Die Idee selbst ist schon alt. Als ich 18 oder 19 war habe ich diese fantastischen Kurzgeschichten von Marcel Aymé entdeckt. Damals habe ich sie geliebt. Später habe ich sie aber komplett vergessen. So vor etwa fünf Jahren habe ich wieder mit dem Buch begonnen und das brachte mich auf die Idee für den neuen Film. Ich mochte immer das Genre der Fantasy und Science-Fiction. Der Schein trügt war für mich die Gelegenheit, etwas ganz anderes zu machen als meine bisherigen Filme. Vorher habe ich zum Beispiel ein Kriegsdrama gedreht oder auch eine Komödie, aber noch nichts, was in diese Richtung geht. Außerdem bin ich inzwischen über 50. Und das ist ein Alter, in dem du über Themen wie Religion und Spiritualität nachdenkst. Deswegen war das jetzt der passende Film für mich.

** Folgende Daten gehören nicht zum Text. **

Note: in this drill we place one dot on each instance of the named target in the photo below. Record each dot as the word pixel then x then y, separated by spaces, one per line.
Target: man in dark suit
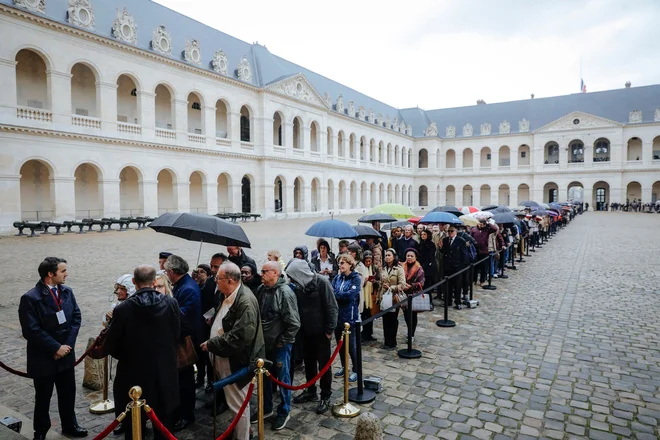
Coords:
pixel 455 257
pixel 143 337
pixel 50 321
pixel 186 291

Und welche Reaktionen erwartest du vom Publikum? Der Film ist nicht nur anders als deine vorangegangenen Filme, sondern auch nicht ganz einfach zu fassen.

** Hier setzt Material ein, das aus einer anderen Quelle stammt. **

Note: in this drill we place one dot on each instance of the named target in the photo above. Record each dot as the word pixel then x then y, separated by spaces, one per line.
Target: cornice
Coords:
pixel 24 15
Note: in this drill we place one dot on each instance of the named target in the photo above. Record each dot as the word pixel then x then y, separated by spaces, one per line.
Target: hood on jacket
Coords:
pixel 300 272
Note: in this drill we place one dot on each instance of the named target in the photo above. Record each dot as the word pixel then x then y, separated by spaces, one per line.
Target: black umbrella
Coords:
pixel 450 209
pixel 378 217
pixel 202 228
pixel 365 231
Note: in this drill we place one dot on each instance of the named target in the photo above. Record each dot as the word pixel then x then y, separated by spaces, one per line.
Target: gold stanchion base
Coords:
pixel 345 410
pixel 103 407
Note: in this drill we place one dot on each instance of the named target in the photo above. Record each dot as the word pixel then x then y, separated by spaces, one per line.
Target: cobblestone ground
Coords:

Ich habe den Film Leuten gezeigt, die mir wichtig sind und auf deren Meinungen ich Wert lege. Einer der mir liebsten Menschen ist meine Schwester, die Nonne ist. Ich habe schon die Befürchtung, dass der Film wegen seines Humors als Blasphemie aufgefasst wird, weshalb ich meine Schwester immer wieder miteinbezogen habe. Aber sie meinte: Das ist ein christlicher Film. Eine christliche Komödie. Und auch die beiden Bischöfe, denen ich den Film gezeigt habe – der eine orthodox, der andere katholisch –, haben ihn geliebt. Sie haben auch die kleinen Details verstanden, die ich mit Der Schein trügt ausdrücken wollte und die vielleicht nicht von allen verstanden werden. Aber das ist okay, du musst nicht beim Anschauen eines Films immer alles sehen und verstehen können.

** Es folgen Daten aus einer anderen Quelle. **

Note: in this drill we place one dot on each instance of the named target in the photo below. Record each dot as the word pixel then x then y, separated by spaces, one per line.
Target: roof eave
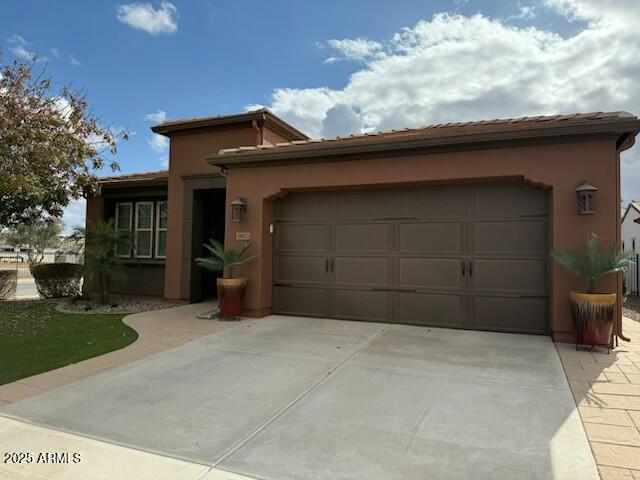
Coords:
pixel 259 115
pixel 616 129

Welche Punkte waren dir denn beim Dreh wichtig?
Ein Punkt, der mir aber wichtig war, das war das Dilemma bei der Bewertung eines Wunders: Handelt es sich dabei um ein göttliches Zeichen oder um eine Versuchung des Teufels? So wie bei dem Heiligenschein zu Beginn des Films, bei dem nicht klar ist, woher er auf einmal kommt. Ich wollte untersuchen, wie eine postkommunistische Gesellschaft, in der lange Religion unterdrückt wurde, auf solche Erscheinungen reagiert. Ein weiteres Thema ist die Frage, welcher Gott am Wirken ist. Ist es der Gott aus dem Alten Testament, der die Menschen bestrafen will? Oder ist es der Gott aus dem Neuen Testament, der für Liebe und Verzeihen steht? Außerdem war mir das Konzept des goldenen Kalbes wichtig, das wir anbeten. Im Film geschieht das über die dritte Geschichte mit den Bildern, bei dem wir über Kunst reden und den Sinn und Zweck von Kunst. Geht es uns dabei nur um das Erschaffen von etwas? Oder soll diese Kunst einen kommerziellen Nutzen haben? Einen Wert haben? Der Schein trügt soll auch eine Satire auf die kreative Industrie sein, die Kunst zu einem Wertobjekt reduziert. Gleichzeitig ist die dritte Geschichte rund um diese nahrhafte Kunst eine Geschichte über das größte Wunder überhaupt: die Liebe.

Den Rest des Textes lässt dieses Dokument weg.